An investigation by Channel 4’s Dispatches that was televised on 14 April has aimed to expose the destruction behind the UK utility Drax’s move to replace coal in its plants with wood fuel, and has seemingly uncovered fresh evidence of hardwood forests being chopped down to serve this purpose. “The devastation of American forests portrayed in the programme shows the true cost to our forests”, say the programme makers, from “the British government’s reckless decision to subsidize this fake clean energy.”
“Drax’s ability to turn our forests into fuel rests on its capacity to hide from the British public the ugly truth of how this industry operates,” said Sasha Stashwick, a senior advocate at the Natural Resources Defense Council. “This investigation is so threatening to Drax because it lets the British public see with their own eyes the reality of this dirty and destructive industry. Drax’s `green’ image was ground to a pulp.”
As the programme explained, the UK’s reliance on biomass puts some of the world’s most ecologically valuable forests at risk, with the devastation hidden across the Atlantic Ocean and far from the British public. As the new on-the-ground investigation showed, in parts of the Southern US unique hardwood forests that are massive storehouses of carbon are being clearcut, manufactured into wood pellets, and loaded on ships destined for the British utility’s power plants.
“The forests of the Southern US, which are some of the most biodiverse in the world, are being devastated by an industry promoting itself as a solution to climate change,” said Adam Colette of Dogwood Alliance. “Drax can no longer deny that whole trees are going into the facilities that manufacture their wood pellets. That must stop. At this point, the evidence is so overwhelming that the UK Government is looking ridiculous in their denial of the truth.”
Drax’s ability to traffic on a “green” image and align itself with clean energy sources like wind and solar depends on people remaining in the dark about the true costs of biomass. That myth is now debunked.
Contrary to Drax’s assertion that this is an atypical harvest, say the programme makers, the investigation conducted by Dispatches is just further evidence of what has been documented over multiple years of on-the-ground investigations into the unsustainable harvesting practices used by Enviva, the top pellet supplier to Drax. These American forests are typically privately owned and not subject to the same protections as those in Britain. The forests are biodiversity treasure troves, yet are being logged at four times the rate of that of the Amazon. This is all allowed under UK regulations and Drax’s sustainability standards.

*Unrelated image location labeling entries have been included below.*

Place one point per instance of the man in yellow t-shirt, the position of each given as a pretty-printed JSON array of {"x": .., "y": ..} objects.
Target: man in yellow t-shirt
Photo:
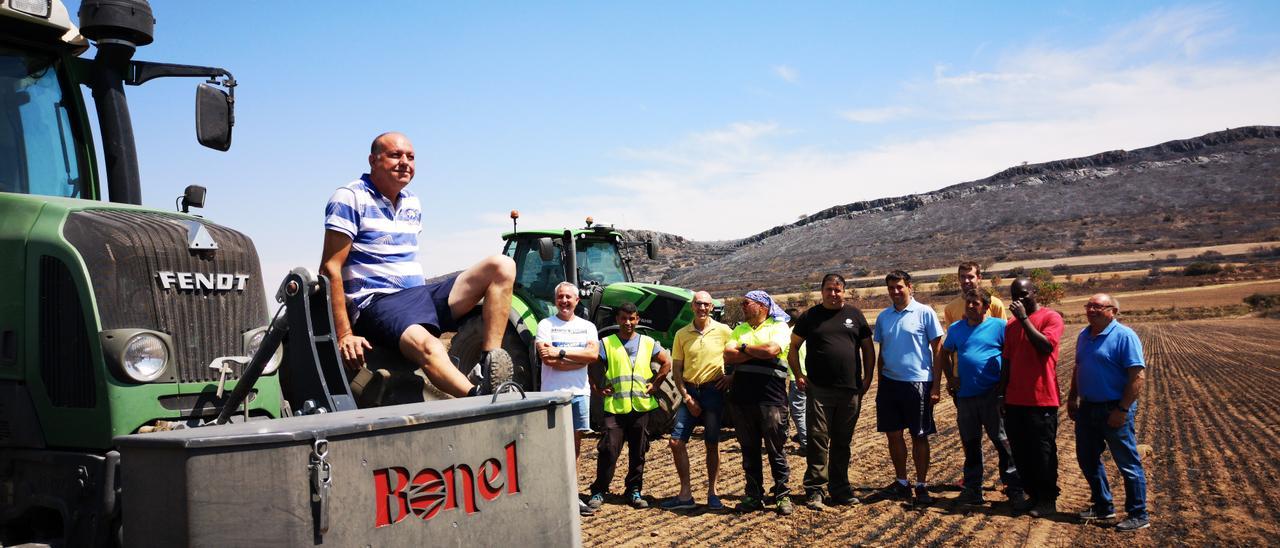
[
  {"x": 969, "y": 274},
  {"x": 698, "y": 355}
]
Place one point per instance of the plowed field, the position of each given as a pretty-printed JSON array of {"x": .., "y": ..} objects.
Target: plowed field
[{"x": 1208, "y": 410}]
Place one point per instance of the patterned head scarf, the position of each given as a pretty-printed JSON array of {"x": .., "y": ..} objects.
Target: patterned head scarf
[{"x": 775, "y": 310}]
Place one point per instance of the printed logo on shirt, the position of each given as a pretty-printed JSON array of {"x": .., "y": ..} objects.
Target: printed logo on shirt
[{"x": 411, "y": 215}]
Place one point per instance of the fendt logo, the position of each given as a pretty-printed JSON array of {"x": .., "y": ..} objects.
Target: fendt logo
[
  {"x": 201, "y": 281},
  {"x": 430, "y": 492}
]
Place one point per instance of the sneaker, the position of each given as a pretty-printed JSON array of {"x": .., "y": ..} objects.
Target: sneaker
[
  {"x": 493, "y": 369},
  {"x": 597, "y": 501},
  {"x": 785, "y": 506},
  {"x": 1045, "y": 508},
  {"x": 713, "y": 502},
  {"x": 1133, "y": 524},
  {"x": 749, "y": 505},
  {"x": 970, "y": 497},
  {"x": 814, "y": 501},
  {"x": 1089, "y": 515},
  {"x": 677, "y": 503},
  {"x": 636, "y": 501},
  {"x": 845, "y": 499}
]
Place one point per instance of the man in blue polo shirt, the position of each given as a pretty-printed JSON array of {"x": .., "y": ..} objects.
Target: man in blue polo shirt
[
  {"x": 974, "y": 347},
  {"x": 909, "y": 334},
  {"x": 370, "y": 257},
  {"x": 1102, "y": 402}
]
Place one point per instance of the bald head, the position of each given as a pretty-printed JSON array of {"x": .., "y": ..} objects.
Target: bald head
[
  {"x": 703, "y": 306},
  {"x": 391, "y": 164},
  {"x": 380, "y": 141},
  {"x": 1102, "y": 298}
]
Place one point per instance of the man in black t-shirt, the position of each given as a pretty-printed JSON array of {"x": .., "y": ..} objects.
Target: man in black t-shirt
[{"x": 837, "y": 373}]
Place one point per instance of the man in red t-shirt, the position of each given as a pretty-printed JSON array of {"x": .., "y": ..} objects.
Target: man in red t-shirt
[{"x": 1029, "y": 382}]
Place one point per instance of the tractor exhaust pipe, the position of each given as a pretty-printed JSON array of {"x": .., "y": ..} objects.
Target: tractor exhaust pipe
[{"x": 570, "y": 257}]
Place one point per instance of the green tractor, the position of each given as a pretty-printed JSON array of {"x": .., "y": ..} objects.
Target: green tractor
[{"x": 594, "y": 259}]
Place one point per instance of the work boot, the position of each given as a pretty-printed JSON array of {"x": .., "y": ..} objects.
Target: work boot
[
  {"x": 785, "y": 506},
  {"x": 597, "y": 501},
  {"x": 814, "y": 501},
  {"x": 493, "y": 369},
  {"x": 636, "y": 501}
]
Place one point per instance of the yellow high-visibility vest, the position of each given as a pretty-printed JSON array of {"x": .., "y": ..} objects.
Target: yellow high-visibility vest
[{"x": 627, "y": 379}]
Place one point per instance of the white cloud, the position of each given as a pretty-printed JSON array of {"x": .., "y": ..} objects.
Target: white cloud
[
  {"x": 1142, "y": 85},
  {"x": 876, "y": 115},
  {"x": 786, "y": 73}
]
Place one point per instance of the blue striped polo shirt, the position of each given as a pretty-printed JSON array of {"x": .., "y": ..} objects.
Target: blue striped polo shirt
[{"x": 383, "y": 256}]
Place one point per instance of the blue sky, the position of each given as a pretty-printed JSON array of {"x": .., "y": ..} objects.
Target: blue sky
[{"x": 711, "y": 120}]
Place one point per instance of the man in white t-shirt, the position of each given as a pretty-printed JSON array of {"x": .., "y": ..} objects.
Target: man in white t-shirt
[{"x": 566, "y": 345}]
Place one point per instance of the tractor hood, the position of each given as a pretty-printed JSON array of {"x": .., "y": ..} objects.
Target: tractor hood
[{"x": 663, "y": 309}]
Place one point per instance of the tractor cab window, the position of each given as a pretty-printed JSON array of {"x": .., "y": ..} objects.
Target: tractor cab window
[
  {"x": 599, "y": 261},
  {"x": 533, "y": 274},
  {"x": 39, "y": 146}
]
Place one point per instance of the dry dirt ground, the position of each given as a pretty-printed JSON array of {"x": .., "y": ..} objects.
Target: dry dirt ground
[{"x": 1214, "y": 478}]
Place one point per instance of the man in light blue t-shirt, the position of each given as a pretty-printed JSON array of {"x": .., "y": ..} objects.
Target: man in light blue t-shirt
[
  {"x": 909, "y": 336},
  {"x": 1102, "y": 402},
  {"x": 974, "y": 345}
]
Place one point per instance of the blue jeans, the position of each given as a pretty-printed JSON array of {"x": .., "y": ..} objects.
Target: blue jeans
[{"x": 1093, "y": 435}]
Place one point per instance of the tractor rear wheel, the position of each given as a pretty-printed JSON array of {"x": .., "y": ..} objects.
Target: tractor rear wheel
[{"x": 466, "y": 347}]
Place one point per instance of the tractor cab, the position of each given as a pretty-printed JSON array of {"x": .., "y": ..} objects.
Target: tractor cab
[{"x": 593, "y": 259}]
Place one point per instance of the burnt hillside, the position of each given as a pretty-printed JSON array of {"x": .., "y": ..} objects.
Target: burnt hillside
[{"x": 1221, "y": 187}]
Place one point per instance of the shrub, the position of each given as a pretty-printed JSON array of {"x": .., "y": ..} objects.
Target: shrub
[
  {"x": 947, "y": 284},
  {"x": 1262, "y": 301},
  {"x": 1201, "y": 268}
]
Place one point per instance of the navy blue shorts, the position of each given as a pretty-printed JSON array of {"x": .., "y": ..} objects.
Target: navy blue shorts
[
  {"x": 712, "y": 401},
  {"x": 904, "y": 406},
  {"x": 385, "y": 319}
]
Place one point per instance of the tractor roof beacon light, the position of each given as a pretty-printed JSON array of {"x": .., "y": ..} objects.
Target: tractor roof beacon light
[
  {"x": 193, "y": 196},
  {"x": 127, "y": 22},
  {"x": 37, "y": 8}
]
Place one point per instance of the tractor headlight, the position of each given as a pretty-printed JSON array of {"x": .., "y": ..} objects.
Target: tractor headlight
[
  {"x": 137, "y": 355},
  {"x": 145, "y": 357},
  {"x": 252, "y": 341}
]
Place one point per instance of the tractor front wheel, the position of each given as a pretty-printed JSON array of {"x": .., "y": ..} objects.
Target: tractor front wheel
[{"x": 466, "y": 347}]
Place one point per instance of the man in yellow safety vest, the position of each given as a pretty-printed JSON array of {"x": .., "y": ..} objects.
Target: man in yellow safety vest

Meanwhile, under the guise of “renewable energy,” the UK government has handed energy giants like Drax billions of pounds to convert their coal plants to burn wood, turning the UK—with just 1 percent of the world’s population—into the largest importer of wood pellets in the world. More than 90 percent of the wood pellets exported from the US go across the Atlantic to the UK.
But there is nothing renewable about it. Recent research from Chatham House and the Massachusetts Institute of Technology has shown that burning wood to generate electricity actually releases more carbon pollution than burning coal.
“Drax’s burning of wood pellets releases more CO2 into the air than the coal it replaced”, noted David Carr, General Counsel at the Southern Environmental Law Center. “In fact, a recent estimate shows that Drax emitted close to 12 million tons of CO2 from burning wood in 2017. These emissions are equal to the UK’s annual goal for reducing carbon emissions. Clearly this dirty energy play is a climate disaster.”
Cutting down trees and burning them in power plants puts millions of tons of carbon pollution in the air immediately — at levels comparable to fossil fuels. Industry lobbyists argue new trees will recapture that carbon, but that regrowth takes decades, and in the meantime those carbon emissions will do real damage. In many places, the forests may never return. Concurrently, wind and solar power keep getting cheaper; without government subsidies Drax’s biomass endeavor makes no economic sense, either.
Far from a one-off, these unsustainable harvesting practices, carried out in some of the most stunning and ecologically valuable forests in the Southern US, are part of a sustained pattern for Drax and its suppliers such as Enviva. It’s time to revoke Drax’s membership in the renewables club.
Biomass producers claim they are only burning forestry “wastes and residues.” Yet, the Dispatches investigation revealed that to be a lie. It showed mature forests being felled, chopped and transported to the pellet plants. The British public now faces a simple choice: continue to allow Drax to burn acres of forest or take a stand and say “enough is enough”?